While our findings suggest that the beneficial effects of RWGP on gut barrier integrity and systemic inflammation may be mediated in part through interactions with the gut microbiota, we did not directly assess microbial composition, fermentation products, or related physiological indicators such as cecum weight or pH [53]. Notably, grape pomace has been shown to shape the intestinal milieu in ways that extend beyond short-chain fatty acid (SCFA) production, influencing the broader microbial metabolome and its systemic impact [54]. Given that the release and bioactivity of bound phenolics are largely dependent on microbial fermentation, future studies should incorporate microbiota profiling (16S rRNA sequencing), quantification of SCFAs (butyrate, acetate, propionate), and additional gut fermentation markers to clarify the mechanistic link between RWGP intake, microbial metabolism, and host cardiometabolic health [55]. Notably, other microbial-derived metabolites, such as phenylacetic and benzoic acid derivatives, secondary bile acids, aromatic amino acid metabolites, neurotransmitters, and B vitamins, have been increasingly recognized as mediators of host cardiometabolic health, including immune signaling, lipid metabolism, vascular tone, and redox balance [56]. Moreover, the dietary fiber in RWGP not only serves as a carrier for insoluble-bound phenolics but also likely modulates their fermentation kinetics and microbial accessibility [20]. Therefore, the exploration on structural properties of RWGP fiber (e.g., glycosidic linkages, polymerization degree) will provide essential insights into how the fiber–phenolic matrix of RWGP shapes gut microbial ecology and its downstream effects on systemic inflammation and cardiovascular protection.
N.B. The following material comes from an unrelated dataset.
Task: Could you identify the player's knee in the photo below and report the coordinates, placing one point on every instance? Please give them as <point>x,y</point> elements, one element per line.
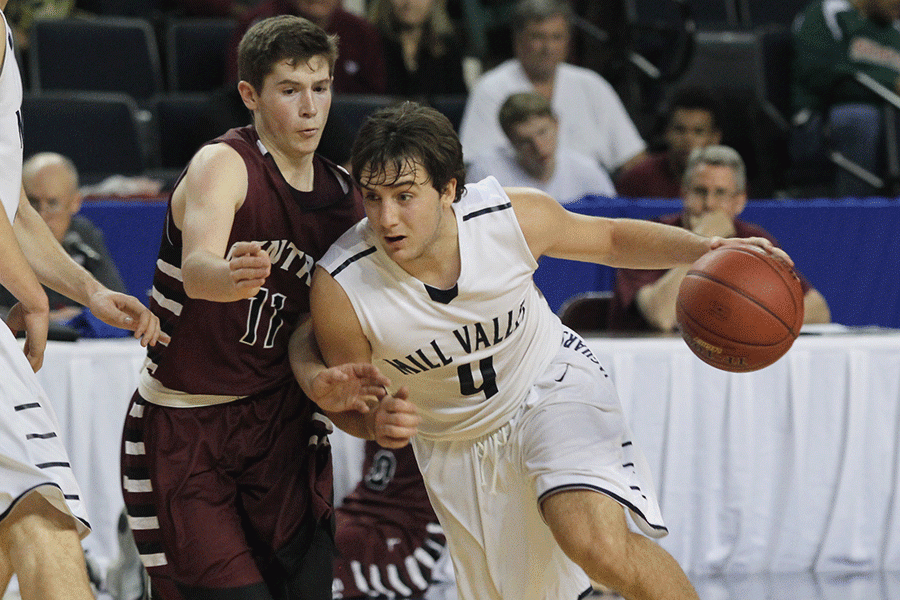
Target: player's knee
<point>35,523</point>
<point>591,530</point>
Another limitation of our study is the relatively small sample size, which, although sufficient to detect significant effects in several endpoints, may limit the generalizability of the findings; in this way, future studies involving larger cohorts are warranted to confirm and extend these observations. These efforts would also support the sustainable valorization of winery residues and align with circular economy principles in the agri-food sector [57,58].

5. Conclusions

Our findings demonstrate that the cardioprotective and gut-modulating effects of RWGP are driven by the synergistic interactions among its phenolics, flavonoids, and dietary fiber, rather than any single component. This integrated matrix supports gut barrier integrity, attenuates systemic inflammation, and improves survival in diet-induced ischemic heart disease. These results highlight the therapeutic potential of RWGP as a sustainable functional food and underscore the importance of evaluating whole-food matrices in chronic disease prevention. Future work should further elucidate matrix–microbiota interactions, validate efficacy in clinical settings, and optimize RWGP’s formulation for functional applications within circular economy frameworks.